I will be the first to admit that I do not do suffering well. I don’t like it, and I don’t like seeing others suffering. As I said, if I were God, I would walk through every hospital I could find and empty them all out. Little Alfie would walk out of that whorehouse in London that calls itself a hospital. There would be no cancer, no COPD, no spina bifida. There would be no poor having their faces ground under the boot heels of the rich. Every man who raised his hand to brutally beat or sexually molest a child would suddenly disappear in a flash of lightning with howls of anguish.
But there would also be no saints who shine like the sun for exercising their faith through suffering.
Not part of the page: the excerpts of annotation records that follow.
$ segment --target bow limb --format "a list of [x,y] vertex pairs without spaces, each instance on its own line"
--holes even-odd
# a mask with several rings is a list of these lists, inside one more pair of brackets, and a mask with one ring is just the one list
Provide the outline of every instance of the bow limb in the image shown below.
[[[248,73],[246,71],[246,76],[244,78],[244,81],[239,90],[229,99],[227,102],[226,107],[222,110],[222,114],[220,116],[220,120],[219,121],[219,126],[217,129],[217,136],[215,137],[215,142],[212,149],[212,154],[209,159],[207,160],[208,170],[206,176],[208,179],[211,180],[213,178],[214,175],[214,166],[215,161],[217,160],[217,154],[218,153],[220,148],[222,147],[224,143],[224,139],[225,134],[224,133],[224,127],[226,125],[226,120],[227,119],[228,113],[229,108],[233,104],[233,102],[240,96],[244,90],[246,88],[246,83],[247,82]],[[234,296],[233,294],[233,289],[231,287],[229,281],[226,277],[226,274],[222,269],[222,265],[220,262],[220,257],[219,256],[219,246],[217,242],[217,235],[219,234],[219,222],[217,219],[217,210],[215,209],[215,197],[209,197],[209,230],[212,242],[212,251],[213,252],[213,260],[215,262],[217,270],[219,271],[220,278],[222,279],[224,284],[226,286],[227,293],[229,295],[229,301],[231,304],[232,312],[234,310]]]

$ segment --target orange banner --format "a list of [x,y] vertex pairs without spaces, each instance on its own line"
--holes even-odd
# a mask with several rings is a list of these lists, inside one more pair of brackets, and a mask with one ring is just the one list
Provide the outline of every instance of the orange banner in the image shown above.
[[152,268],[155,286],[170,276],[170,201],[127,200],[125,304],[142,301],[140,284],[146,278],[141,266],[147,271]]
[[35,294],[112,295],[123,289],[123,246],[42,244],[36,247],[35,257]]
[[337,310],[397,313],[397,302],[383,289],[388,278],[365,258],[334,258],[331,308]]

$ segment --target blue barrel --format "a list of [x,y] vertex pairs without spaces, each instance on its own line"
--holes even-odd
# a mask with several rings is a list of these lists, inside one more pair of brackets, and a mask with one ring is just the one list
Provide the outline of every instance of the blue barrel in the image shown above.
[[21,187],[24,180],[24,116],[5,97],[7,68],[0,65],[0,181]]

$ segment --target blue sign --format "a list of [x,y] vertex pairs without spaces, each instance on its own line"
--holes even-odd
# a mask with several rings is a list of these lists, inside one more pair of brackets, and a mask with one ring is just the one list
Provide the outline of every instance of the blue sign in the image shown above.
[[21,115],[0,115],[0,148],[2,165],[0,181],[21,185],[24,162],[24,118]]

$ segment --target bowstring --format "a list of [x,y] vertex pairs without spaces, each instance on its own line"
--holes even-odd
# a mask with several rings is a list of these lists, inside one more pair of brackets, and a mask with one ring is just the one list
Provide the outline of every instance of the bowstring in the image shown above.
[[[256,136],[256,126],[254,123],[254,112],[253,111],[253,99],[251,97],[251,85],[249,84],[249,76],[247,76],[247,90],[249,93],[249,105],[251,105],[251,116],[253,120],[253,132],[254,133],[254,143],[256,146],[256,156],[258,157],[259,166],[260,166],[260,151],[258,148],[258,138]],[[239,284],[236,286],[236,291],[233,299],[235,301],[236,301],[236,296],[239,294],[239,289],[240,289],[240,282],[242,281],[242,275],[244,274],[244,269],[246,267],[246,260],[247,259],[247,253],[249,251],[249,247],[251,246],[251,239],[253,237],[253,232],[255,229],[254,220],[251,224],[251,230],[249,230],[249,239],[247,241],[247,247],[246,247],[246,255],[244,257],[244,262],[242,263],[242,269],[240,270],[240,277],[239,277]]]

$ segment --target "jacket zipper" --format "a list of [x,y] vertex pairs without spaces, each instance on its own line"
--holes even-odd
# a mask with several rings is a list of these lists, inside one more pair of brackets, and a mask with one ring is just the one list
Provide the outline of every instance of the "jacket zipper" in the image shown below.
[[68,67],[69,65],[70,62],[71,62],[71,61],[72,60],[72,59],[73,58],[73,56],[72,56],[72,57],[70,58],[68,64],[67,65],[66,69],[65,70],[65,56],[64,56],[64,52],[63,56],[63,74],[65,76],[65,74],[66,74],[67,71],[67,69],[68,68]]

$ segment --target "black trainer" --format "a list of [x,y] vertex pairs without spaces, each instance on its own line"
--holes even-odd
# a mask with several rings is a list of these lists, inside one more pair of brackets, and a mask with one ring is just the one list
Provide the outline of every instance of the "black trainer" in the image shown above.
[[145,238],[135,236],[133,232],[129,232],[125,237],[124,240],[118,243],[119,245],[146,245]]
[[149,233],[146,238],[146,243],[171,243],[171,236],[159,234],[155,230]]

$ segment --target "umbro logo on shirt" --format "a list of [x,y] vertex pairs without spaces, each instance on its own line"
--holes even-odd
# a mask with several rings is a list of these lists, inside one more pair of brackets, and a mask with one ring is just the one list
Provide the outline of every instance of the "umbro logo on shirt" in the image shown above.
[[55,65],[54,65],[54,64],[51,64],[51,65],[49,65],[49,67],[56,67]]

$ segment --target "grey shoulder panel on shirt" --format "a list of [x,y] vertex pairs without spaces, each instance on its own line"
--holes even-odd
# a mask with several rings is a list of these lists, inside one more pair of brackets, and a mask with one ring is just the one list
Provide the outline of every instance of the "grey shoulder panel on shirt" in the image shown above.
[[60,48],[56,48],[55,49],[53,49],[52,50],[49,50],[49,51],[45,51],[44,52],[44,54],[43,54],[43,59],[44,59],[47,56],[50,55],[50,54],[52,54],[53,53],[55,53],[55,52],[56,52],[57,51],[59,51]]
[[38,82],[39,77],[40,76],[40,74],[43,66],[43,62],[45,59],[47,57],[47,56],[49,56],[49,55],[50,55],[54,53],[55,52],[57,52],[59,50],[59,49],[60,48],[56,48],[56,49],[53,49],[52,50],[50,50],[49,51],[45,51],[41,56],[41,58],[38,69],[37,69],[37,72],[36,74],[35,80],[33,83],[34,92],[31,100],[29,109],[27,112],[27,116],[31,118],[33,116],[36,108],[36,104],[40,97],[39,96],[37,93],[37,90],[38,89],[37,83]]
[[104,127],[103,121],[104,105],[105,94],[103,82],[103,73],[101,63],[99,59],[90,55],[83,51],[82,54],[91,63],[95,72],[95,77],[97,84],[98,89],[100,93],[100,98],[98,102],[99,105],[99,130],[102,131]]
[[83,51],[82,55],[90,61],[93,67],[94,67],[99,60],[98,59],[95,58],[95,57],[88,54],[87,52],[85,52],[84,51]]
There would be no people who, after lying in a hospital bed thinking about death, decided to repent, call for a priest, and ask for the Sacrament of Confession. There would be no deathbed repentance similar to the thief on the cross. There would be no examples for the rest of us that God is sufficient in our suffering, that He is faithful to those who love and call upon Him, and that the next world is worth the small price we pay here and now. There would be no examples of courage to inspire us to great deeds of moral value.
I can do two things with the suffering I see…..it can either cause me despair, or it can cause me to seek to say with Lot “Yea, though He slay me, yet shall I trust Him.”
I am not there yet, but I aspire to someday say the latter with all my heart.